Big data gets a lot of attention. Fields ranging from cybersecurity to cancer biology to social networks increasingly use behemoth datasets, which can be seen as vast networks. Researchers search those networks for patterns and connections that could help solve problems: Stop hackers, lengthen survival, improve communication.
But there’s a challenge. The noise in high-dimensional datasets can obscure real correlations — and give rise to illusory patterns that don’t mean anything.
In the case of biology, for example, a researcher may sequence the genomes of 100 mice and analyze tens of thousands of genes. That’s a lot of data, but the amount of information per gene — the number of mice — is relatively small. When researchers analyze that dataset, they may find spurious correlations or connections that occur by chance, between genes and disease risk.

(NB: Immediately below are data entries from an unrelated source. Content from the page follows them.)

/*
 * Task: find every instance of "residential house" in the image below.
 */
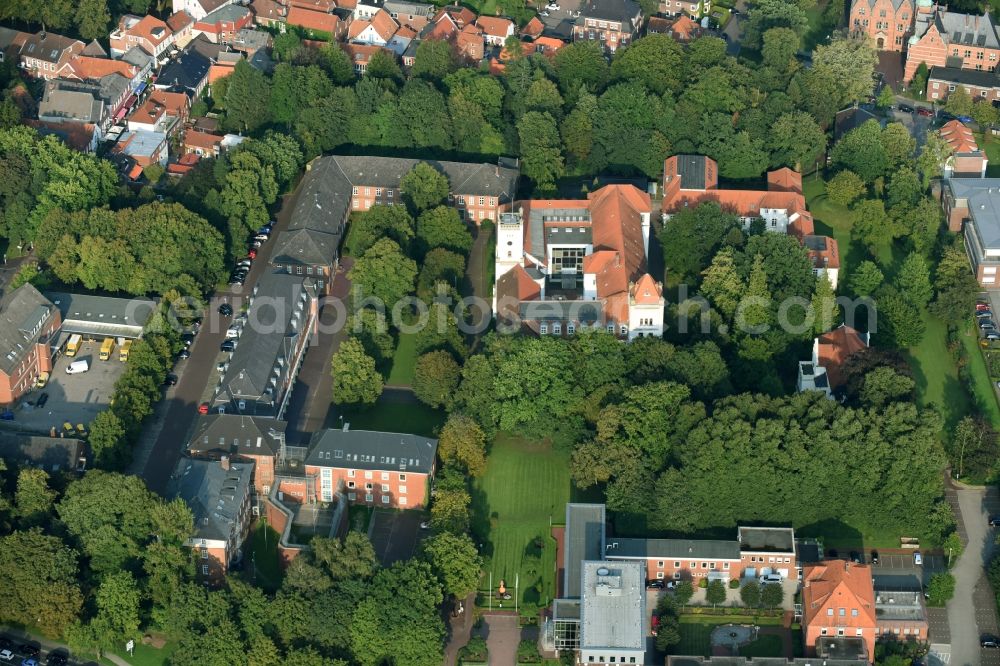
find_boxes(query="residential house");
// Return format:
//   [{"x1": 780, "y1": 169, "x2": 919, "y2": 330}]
[
  {"x1": 494, "y1": 185, "x2": 665, "y2": 340},
  {"x1": 15, "y1": 30, "x2": 86, "y2": 79},
  {"x1": 0, "y1": 283, "x2": 62, "y2": 405},
  {"x1": 798, "y1": 324, "x2": 870, "y2": 397},
  {"x1": 941, "y1": 178, "x2": 1000, "y2": 282},
  {"x1": 211, "y1": 270, "x2": 318, "y2": 419},
  {"x1": 173, "y1": 0, "x2": 235, "y2": 20},
  {"x1": 192, "y1": 5, "x2": 253, "y2": 44},
  {"x1": 382, "y1": 0, "x2": 434, "y2": 33},
  {"x1": 646, "y1": 14, "x2": 702, "y2": 43},
  {"x1": 305, "y1": 423, "x2": 437, "y2": 509},
  {"x1": 109, "y1": 14, "x2": 174, "y2": 58},
  {"x1": 573, "y1": 0, "x2": 642, "y2": 53},
  {"x1": 848, "y1": 0, "x2": 916, "y2": 51},
  {"x1": 938, "y1": 120, "x2": 989, "y2": 178},
  {"x1": 38, "y1": 80, "x2": 110, "y2": 135},
  {"x1": 285, "y1": 7, "x2": 344, "y2": 40},
  {"x1": 578, "y1": 560, "x2": 647, "y2": 665},
  {"x1": 347, "y1": 9, "x2": 399, "y2": 46},
  {"x1": 476, "y1": 16, "x2": 516, "y2": 47},
  {"x1": 802, "y1": 560, "x2": 880, "y2": 662},
  {"x1": 128, "y1": 90, "x2": 191, "y2": 138},
  {"x1": 0, "y1": 432, "x2": 87, "y2": 474},
  {"x1": 927, "y1": 67, "x2": 1000, "y2": 104},
  {"x1": 171, "y1": 456, "x2": 253, "y2": 585},
  {"x1": 167, "y1": 11, "x2": 195, "y2": 49},
  {"x1": 187, "y1": 414, "x2": 288, "y2": 497},
  {"x1": 250, "y1": 0, "x2": 288, "y2": 28},
  {"x1": 181, "y1": 129, "x2": 222, "y2": 157},
  {"x1": 340, "y1": 43, "x2": 392, "y2": 76},
  {"x1": 153, "y1": 35, "x2": 218, "y2": 98},
  {"x1": 111, "y1": 129, "x2": 170, "y2": 167}
]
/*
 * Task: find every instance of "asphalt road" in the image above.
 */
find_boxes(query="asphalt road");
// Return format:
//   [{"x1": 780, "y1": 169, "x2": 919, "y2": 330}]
[
  {"x1": 142, "y1": 190, "x2": 298, "y2": 495},
  {"x1": 947, "y1": 488, "x2": 996, "y2": 666}
]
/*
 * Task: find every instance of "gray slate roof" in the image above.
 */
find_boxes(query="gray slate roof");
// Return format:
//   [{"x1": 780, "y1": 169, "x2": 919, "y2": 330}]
[
  {"x1": 577, "y1": 0, "x2": 642, "y2": 28},
  {"x1": 947, "y1": 178, "x2": 1000, "y2": 250},
  {"x1": 580, "y1": 562, "x2": 646, "y2": 650},
  {"x1": 173, "y1": 458, "x2": 253, "y2": 540},
  {"x1": 936, "y1": 11, "x2": 1000, "y2": 49},
  {"x1": 305, "y1": 428, "x2": 437, "y2": 474},
  {"x1": 45, "y1": 291, "x2": 156, "y2": 338},
  {"x1": 928, "y1": 67, "x2": 1000, "y2": 88},
  {"x1": 0, "y1": 283, "x2": 56, "y2": 375},
  {"x1": 0, "y1": 432, "x2": 87, "y2": 472},
  {"x1": 737, "y1": 526, "x2": 795, "y2": 553},
  {"x1": 188, "y1": 414, "x2": 288, "y2": 456},
  {"x1": 562, "y1": 504, "x2": 605, "y2": 599},
  {"x1": 605, "y1": 537, "x2": 740, "y2": 561},
  {"x1": 216, "y1": 271, "x2": 315, "y2": 404}
]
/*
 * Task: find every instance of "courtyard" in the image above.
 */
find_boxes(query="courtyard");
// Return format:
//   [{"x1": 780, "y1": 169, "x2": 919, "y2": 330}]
[{"x1": 14, "y1": 340, "x2": 125, "y2": 434}]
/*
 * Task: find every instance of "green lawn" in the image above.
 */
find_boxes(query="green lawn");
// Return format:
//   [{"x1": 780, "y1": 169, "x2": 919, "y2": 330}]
[
  {"x1": 386, "y1": 333, "x2": 417, "y2": 386},
  {"x1": 244, "y1": 520, "x2": 282, "y2": 592},
  {"x1": 101, "y1": 641, "x2": 177, "y2": 666},
  {"x1": 740, "y1": 634, "x2": 785, "y2": 657},
  {"x1": 472, "y1": 434, "x2": 570, "y2": 612},
  {"x1": 333, "y1": 399, "x2": 445, "y2": 437}
]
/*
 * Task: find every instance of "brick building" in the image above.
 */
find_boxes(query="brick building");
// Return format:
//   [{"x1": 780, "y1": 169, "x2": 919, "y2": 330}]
[
  {"x1": 573, "y1": 0, "x2": 642, "y2": 53},
  {"x1": 305, "y1": 424, "x2": 437, "y2": 509},
  {"x1": 0, "y1": 283, "x2": 62, "y2": 405}
]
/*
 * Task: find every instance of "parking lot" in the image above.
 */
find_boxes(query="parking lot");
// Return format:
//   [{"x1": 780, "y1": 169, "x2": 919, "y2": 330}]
[{"x1": 14, "y1": 341, "x2": 125, "y2": 433}]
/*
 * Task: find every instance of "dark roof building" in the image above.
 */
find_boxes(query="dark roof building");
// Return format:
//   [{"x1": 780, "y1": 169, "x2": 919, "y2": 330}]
[
  {"x1": 0, "y1": 282, "x2": 58, "y2": 376},
  {"x1": 213, "y1": 271, "x2": 316, "y2": 418},
  {"x1": 305, "y1": 426, "x2": 437, "y2": 475},
  {"x1": 45, "y1": 291, "x2": 156, "y2": 338},
  {"x1": 188, "y1": 414, "x2": 288, "y2": 457},
  {"x1": 0, "y1": 433, "x2": 87, "y2": 472}
]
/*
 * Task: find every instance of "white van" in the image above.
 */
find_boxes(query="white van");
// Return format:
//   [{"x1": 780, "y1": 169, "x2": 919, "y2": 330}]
[{"x1": 66, "y1": 361, "x2": 90, "y2": 375}]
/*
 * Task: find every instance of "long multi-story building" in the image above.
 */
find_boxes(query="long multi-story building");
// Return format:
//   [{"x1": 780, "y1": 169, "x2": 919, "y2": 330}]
[
  {"x1": 494, "y1": 185, "x2": 665, "y2": 340},
  {"x1": 271, "y1": 155, "x2": 518, "y2": 293}
]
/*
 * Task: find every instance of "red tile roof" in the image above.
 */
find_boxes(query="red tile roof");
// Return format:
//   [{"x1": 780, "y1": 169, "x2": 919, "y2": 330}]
[
  {"x1": 476, "y1": 16, "x2": 514, "y2": 37},
  {"x1": 285, "y1": 7, "x2": 340, "y2": 35},
  {"x1": 818, "y1": 324, "x2": 868, "y2": 388}
]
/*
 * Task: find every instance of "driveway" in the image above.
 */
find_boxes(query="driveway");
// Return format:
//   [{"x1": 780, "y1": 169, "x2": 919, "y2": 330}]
[{"x1": 947, "y1": 487, "x2": 996, "y2": 666}]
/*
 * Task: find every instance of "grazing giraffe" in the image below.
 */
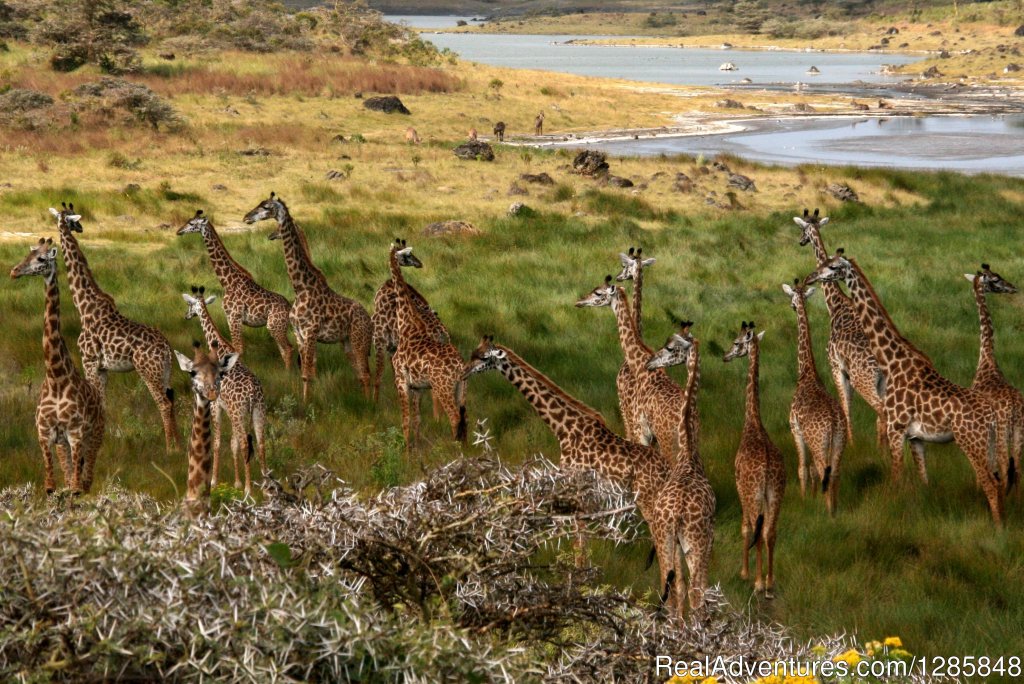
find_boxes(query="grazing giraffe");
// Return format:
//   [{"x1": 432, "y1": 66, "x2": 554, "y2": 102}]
[
  {"x1": 181, "y1": 286, "x2": 267, "y2": 496},
  {"x1": 464, "y1": 337, "x2": 702, "y2": 614},
  {"x1": 722, "y1": 320, "x2": 785, "y2": 598},
  {"x1": 370, "y1": 246, "x2": 450, "y2": 401},
  {"x1": 575, "y1": 275, "x2": 683, "y2": 464},
  {"x1": 964, "y1": 263, "x2": 1024, "y2": 493},
  {"x1": 10, "y1": 239, "x2": 105, "y2": 494},
  {"x1": 244, "y1": 193, "x2": 374, "y2": 401},
  {"x1": 388, "y1": 240, "x2": 466, "y2": 452},
  {"x1": 178, "y1": 209, "x2": 293, "y2": 368},
  {"x1": 805, "y1": 250, "x2": 1002, "y2": 527},
  {"x1": 782, "y1": 279, "x2": 847, "y2": 515},
  {"x1": 174, "y1": 342, "x2": 239, "y2": 516},
  {"x1": 647, "y1": 320, "x2": 715, "y2": 608},
  {"x1": 793, "y1": 209, "x2": 886, "y2": 446},
  {"x1": 50, "y1": 204, "x2": 182, "y2": 453}
]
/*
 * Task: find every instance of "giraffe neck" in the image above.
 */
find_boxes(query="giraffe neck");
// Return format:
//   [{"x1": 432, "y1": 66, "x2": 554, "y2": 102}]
[
  {"x1": 43, "y1": 264, "x2": 76, "y2": 382},
  {"x1": 611, "y1": 288, "x2": 653, "y2": 373}
]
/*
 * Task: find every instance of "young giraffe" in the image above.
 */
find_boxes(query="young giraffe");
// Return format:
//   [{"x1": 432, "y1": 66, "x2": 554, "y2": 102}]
[
  {"x1": 371, "y1": 246, "x2": 450, "y2": 401},
  {"x1": 174, "y1": 342, "x2": 239, "y2": 515},
  {"x1": 964, "y1": 263, "x2": 1024, "y2": 494},
  {"x1": 50, "y1": 205, "x2": 181, "y2": 453},
  {"x1": 615, "y1": 247, "x2": 654, "y2": 443},
  {"x1": 245, "y1": 193, "x2": 374, "y2": 401},
  {"x1": 575, "y1": 275, "x2": 683, "y2": 463},
  {"x1": 793, "y1": 209, "x2": 886, "y2": 446},
  {"x1": 782, "y1": 279, "x2": 848, "y2": 515},
  {"x1": 464, "y1": 337, "x2": 706, "y2": 616},
  {"x1": 181, "y1": 286, "x2": 266, "y2": 496},
  {"x1": 805, "y1": 250, "x2": 1002, "y2": 527},
  {"x1": 388, "y1": 240, "x2": 466, "y2": 452},
  {"x1": 722, "y1": 320, "x2": 785, "y2": 598},
  {"x1": 10, "y1": 239, "x2": 105, "y2": 494},
  {"x1": 178, "y1": 209, "x2": 294, "y2": 368},
  {"x1": 647, "y1": 320, "x2": 715, "y2": 608}
]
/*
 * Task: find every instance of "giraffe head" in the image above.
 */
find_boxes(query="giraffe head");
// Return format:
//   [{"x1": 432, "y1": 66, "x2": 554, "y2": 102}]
[
  {"x1": 647, "y1": 320, "x2": 694, "y2": 371},
  {"x1": 722, "y1": 320, "x2": 765, "y2": 364},
  {"x1": 804, "y1": 247, "x2": 853, "y2": 285},
  {"x1": 964, "y1": 263, "x2": 1017, "y2": 295},
  {"x1": 10, "y1": 238, "x2": 57, "y2": 281},
  {"x1": 181, "y1": 285, "x2": 217, "y2": 320},
  {"x1": 793, "y1": 209, "x2": 828, "y2": 247},
  {"x1": 50, "y1": 202, "x2": 82, "y2": 232},
  {"x1": 577, "y1": 275, "x2": 618, "y2": 308},
  {"x1": 462, "y1": 335, "x2": 508, "y2": 380},
  {"x1": 782, "y1": 277, "x2": 814, "y2": 311},
  {"x1": 178, "y1": 209, "x2": 210, "y2": 236},
  {"x1": 174, "y1": 342, "x2": 239, "y2": 404},
  {"x1": 615, "y1": 247, "x2": 654, "y2": 283}
]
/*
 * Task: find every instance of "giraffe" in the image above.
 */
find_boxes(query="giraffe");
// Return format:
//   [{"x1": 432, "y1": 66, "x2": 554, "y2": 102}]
[
  {"x1": 174, "y1": 342, "x2": 239, "y2": 516},
  {"x1": 371, "y1": 242, "x2": 451, "y2": 401},
  {"x1": 244, "y1": 193, "x2": 374, "y2": 401},
  {"x1": 50, "y1": 204, "x2": 182, "y2": 453},
  {"x1": 793, "y1": 209, "x2": 886, "y2": 446},
  {"x1": 964, "y1": 263, "x2": 1024, "y2": 494},
  {"x1": 805, "y1": 249, "x2": 1002, "y2": 527},
  {"x1": 10, "y1": 239, "x2": 105, "y2": 494},
  {"x1": 181, "y1": 286, "x2": 267, "y2": 496},
  {"x1": 575, "y1": 275, "x2": 683, "y2": 464},
  {"x1": 782, "y1": 279, "x2": 848, "y2": 515},
  {"x1": 178, "y1": 209, "x2": 294, "y2": 368},
  {"x1": 722, "y1": 320, "x2": 785, "y2": 598},
  {"x1": 463, "y1": 336, "x2": 707, "y2": 616}
]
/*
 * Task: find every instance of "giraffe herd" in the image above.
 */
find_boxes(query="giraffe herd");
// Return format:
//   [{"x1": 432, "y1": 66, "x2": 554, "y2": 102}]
[{"x1": 4, "y1": 193, "x2": 1024, "y2": 616}]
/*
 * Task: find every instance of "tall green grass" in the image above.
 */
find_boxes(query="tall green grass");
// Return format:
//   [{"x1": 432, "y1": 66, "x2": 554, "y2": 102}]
[{"x1": 0, "y1": 162, "x2": 1024, "y2": 655}]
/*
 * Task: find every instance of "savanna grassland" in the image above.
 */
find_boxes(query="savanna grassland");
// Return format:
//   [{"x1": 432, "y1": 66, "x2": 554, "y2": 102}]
[{"x1": 0, "y1": 14, "x2": 1024, "y2": 671}]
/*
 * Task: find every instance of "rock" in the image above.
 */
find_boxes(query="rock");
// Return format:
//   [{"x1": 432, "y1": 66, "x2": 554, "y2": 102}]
[
  {"x1": 825, "y1": 183, "x2": 860, "y2": 202},
  {"x1": 362, "y1": 95, "x2": 412, "y2": 114},
  {"x1": 452, "y1": 140, "x2": 495, "y2": 162},
  {"x1": 423, "y1": 221, "x2": 480, "y2": 238},
  {"x1": 519, "y1": 171, "x2": 555, "y2": 185},
  {"x1": 572, "y1": 149, "x2": 608, "y2": 176}
]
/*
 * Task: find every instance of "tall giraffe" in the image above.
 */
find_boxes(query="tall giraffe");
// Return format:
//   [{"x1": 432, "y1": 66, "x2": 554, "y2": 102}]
[
  {"x1": 465, "y1": 337, "x2": 703, "y2": 614},
  {"x1": 50, "y1": 204, "x2": 181, "y2": 452},
  {"x1": 10, "y1": 239, "x2": 105, "y2": 494},
  {"x1": 964, "y1": 263, "x2": 1024, "y2": 493},
  {"x1": 575, "y1": 275, "x2": 683, "y2": 463},
  {"x1": 793, "y1": 209, "x2": 886, "y2": 446},
  {"x1": 805, "y1": 250, "x2": 1002, "y2": 527},
  {"x1": 782, "y1": 279, "x2": 848, "y2": 515},
  {"x1": 722, "y1": 320, "x2": 785, "y2": 598},
  {"x1": 245, "y1": 193, "x2": 374, "y2": 401},
  {"x1": 174, "y1": 342, "x2": 239, "y2": 515},
  {"x1": 181, "y1": 286, "x2": 267, "y2": 496},
  {"x1": 178, "y1": 209, "x2": 294, "y2": 368},
  {"x1": 388, "y1": 240, "x2": 466, "y2": 452}
]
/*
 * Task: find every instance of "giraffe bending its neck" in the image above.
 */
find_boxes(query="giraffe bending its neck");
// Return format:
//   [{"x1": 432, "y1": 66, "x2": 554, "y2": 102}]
[
  {"x1": 465, "y1": 337, "x2": 702, "y2": 613},
  {"x1": 575, "y1": 275, "x2": 683, "y2": 463},
  {"x1": 178, "y1": 209, "x2": 293, "y2": 369},
  {"x1": 174, "y1": 342, "x2": 239, "y2": 515},
  {"x1": 10, "y1": 240, "x2": 104, "y2": 494},
  {"x1": 181, "y1": 287, "x2": 267, "y2": 496},
  {"x1": 806, "y1": 250, "x2": 1002, "y2": 526},
  {"x1": 964, "y1": 263, "x2": 1024, "y2": 493},
  {"x1": 723, "y1": 320, "x2": 785, "y2": 596},
  {"x1": 782, "y1": 279, "x2": 847, "y2": 515},
  {"x1": 793, "y1": 209, "x2": 886, "y2": 446},
  {"x1": 388, "y1": 240, "x2": 466, "y2": 451},
  {"x1": 245, "y1": 193, "x2": 373, "y2": 401},
  {"x1": 50, "y1": 205, "x2": 181, "y2": 452}
]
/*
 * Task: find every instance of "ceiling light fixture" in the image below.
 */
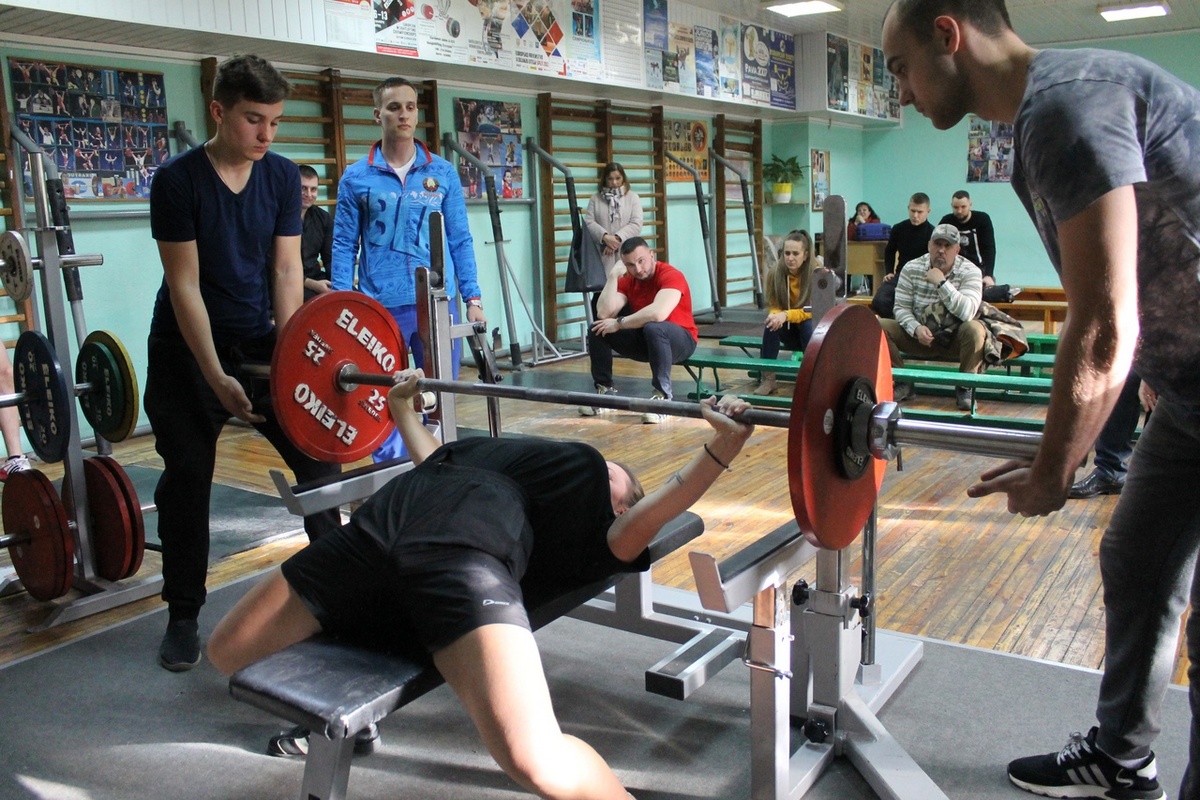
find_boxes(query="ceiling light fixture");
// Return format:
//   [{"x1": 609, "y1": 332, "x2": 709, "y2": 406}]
[
  {"x1": 1096, "y1": 0, "x2": 1171, "y2": 23},
  {"x1": 766, "y1": 0, "x2": 846, "y2": 17}
]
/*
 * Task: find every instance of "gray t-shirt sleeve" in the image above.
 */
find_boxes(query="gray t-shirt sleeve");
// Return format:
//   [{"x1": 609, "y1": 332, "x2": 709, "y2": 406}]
[{"x1": 1020, "y1": 75, "x2": 1146, "y2": 223}]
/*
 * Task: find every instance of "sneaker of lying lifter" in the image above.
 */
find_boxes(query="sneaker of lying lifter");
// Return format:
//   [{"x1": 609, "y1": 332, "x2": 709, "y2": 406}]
[
  {"x1": 1008, "y1": 727, "x2": 1166, "y2": 800},
  {"x1": 266, "y1": 722, "x2": 379, "y2": 758},
  {"x1": 0, "y1": 455, "x2": 32, "y2": 483},
  {"x1": 158, "y1": 619, "x2": 200, "y2": 672},
  {"x1": 580, "y1": 384, "x2": 617, "y2": 416}
]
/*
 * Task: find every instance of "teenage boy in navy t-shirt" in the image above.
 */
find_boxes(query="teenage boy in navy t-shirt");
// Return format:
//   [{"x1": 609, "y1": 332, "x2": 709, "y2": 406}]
[{"x1": 145, "y1": 55, "x2": 341, "y2": 672}]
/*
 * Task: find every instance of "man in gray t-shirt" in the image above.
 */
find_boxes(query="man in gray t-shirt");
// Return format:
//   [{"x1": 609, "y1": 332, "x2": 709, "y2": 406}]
[{"x1": 883, "y1": 0, "x2": 1200, "y2": 800}]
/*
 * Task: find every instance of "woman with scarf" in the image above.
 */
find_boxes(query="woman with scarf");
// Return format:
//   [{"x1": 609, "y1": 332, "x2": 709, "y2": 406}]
[
  {"x1": 751, "y1": 230, "x2": 816, "y2": 395},
  {"x1": 583, "y1": 162, "x2": 642, "y2": 273}
]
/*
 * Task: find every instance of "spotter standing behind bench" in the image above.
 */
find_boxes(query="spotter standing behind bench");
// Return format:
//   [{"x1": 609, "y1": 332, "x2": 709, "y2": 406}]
[{"x1": 209, "y1": 371, "x2": 752, "y2": 800}]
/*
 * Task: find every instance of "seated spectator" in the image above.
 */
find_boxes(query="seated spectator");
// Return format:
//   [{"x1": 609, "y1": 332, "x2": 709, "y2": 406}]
[
  {"x1": 871, "y1": 192, "x2": 934, "y2": 319},
  {"x1": 880, "y1": 224, "x2": 988, "y2": 411},
  {"x1": 751, "y1": 230, "x2": 816, "y2": 395},
  {"x1": 937, "y1": 190, "x2": 996, "y2": 289},
  {"x1": 583, "y1": 162, "x2": 642, "y2": 271},
  {"x1": 580, "y1": 236, "x2": 700, "y2": 425},
  {"x1": 846, "y1": 203, "x2": 880, "y2": 241}
]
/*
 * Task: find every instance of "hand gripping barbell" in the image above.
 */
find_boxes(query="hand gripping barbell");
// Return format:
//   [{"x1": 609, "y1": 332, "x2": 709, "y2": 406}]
[
  {"x1": 8, "y1": 331, "x2": 138, "y2": 462},
  {"x1": 0, "y1": 230, "x2": 104, "y2": 302},
  {"x1": 271, "y1": 291, "x2": 1042, "y2": 549}
]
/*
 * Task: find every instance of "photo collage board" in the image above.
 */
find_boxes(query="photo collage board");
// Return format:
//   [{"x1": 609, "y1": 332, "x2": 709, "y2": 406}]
[
  {"x1": 826, "y1": 34, "x2": 900, "y2": 121},
  {"x1": 8, "y1": 56, "x2": 170, "y2": 200},
  {"x1": 454, "y1": 97, "x2": 524, "y2": 200}
]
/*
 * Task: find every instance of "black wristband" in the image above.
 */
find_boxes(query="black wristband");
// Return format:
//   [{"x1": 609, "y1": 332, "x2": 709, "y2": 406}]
[{"x1": 704, "y1": 441, "x2": 730, "y2": 470}]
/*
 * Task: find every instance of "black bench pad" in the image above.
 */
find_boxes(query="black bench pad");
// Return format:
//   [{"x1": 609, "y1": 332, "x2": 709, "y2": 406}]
[{"x1": 229, "y1": 511, "x2": 704, "y2": 739}]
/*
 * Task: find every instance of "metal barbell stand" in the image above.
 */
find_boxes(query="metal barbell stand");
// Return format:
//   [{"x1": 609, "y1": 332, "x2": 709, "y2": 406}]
[{"x1": 0, "y1": 146, "x2": 162, "y2": 632}]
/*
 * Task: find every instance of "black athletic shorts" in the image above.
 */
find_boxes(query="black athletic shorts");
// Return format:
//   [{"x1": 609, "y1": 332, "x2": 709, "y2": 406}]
[{"x1": 282, "y1": 523, "x2": 529, "y2": 654}]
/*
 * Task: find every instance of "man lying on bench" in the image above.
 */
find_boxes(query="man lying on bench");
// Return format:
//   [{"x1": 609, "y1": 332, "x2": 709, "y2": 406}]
[{"x1": 208, "y1": 371, "x2": 752, "y2": 800}]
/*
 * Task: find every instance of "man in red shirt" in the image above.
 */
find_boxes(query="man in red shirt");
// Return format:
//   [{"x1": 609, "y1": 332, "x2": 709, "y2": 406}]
[{"x1": 580, "y1": 236, "x2": 700, "y2": 423}]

“Humans are very good at seeing patterns, even when they’re not there,” says Cristopher Moore, Professor at SFI. “We have a strong tendency toward false positives. Our algorithms do, too.” To better understand the limits of finding meaningful patterns in big data, Moore has organized a working group, to be held at SFI April 2-5. He’s invited an interdisciplinary group of mathematicians, physicists, and theoretical computer scientists to address the problem and devise new algorithms that can succeed all the way up to the limits that arise from not having enough data, or not knowing if the data is accurate.
Moore suggests that networks can undergo a phase transition of sorts, shifting from order to disorder, similar to how ice melts or iron demagnetizes. At low temperatures, the magnetic fields of the atoms in a block of iron mostly align in the same direction. Raise the temperature enough, and the iron’s magnetic strength abruptly drops to zero.
That analogy extends to networks. With enough information about each node — for instance, when a node has links to similar nodes — a network can readily be classified into groups of similar members. But if you add noise by adding nodes with incomplete information or unexpected connections, eventually the noise overwhelms the signal. It becomes impossible or unfeasible to find meaningful patterns.
Recognizing the inherent limits of finding meaning, says Moore, can help researchers map out the difference between real patterns and illusory ones.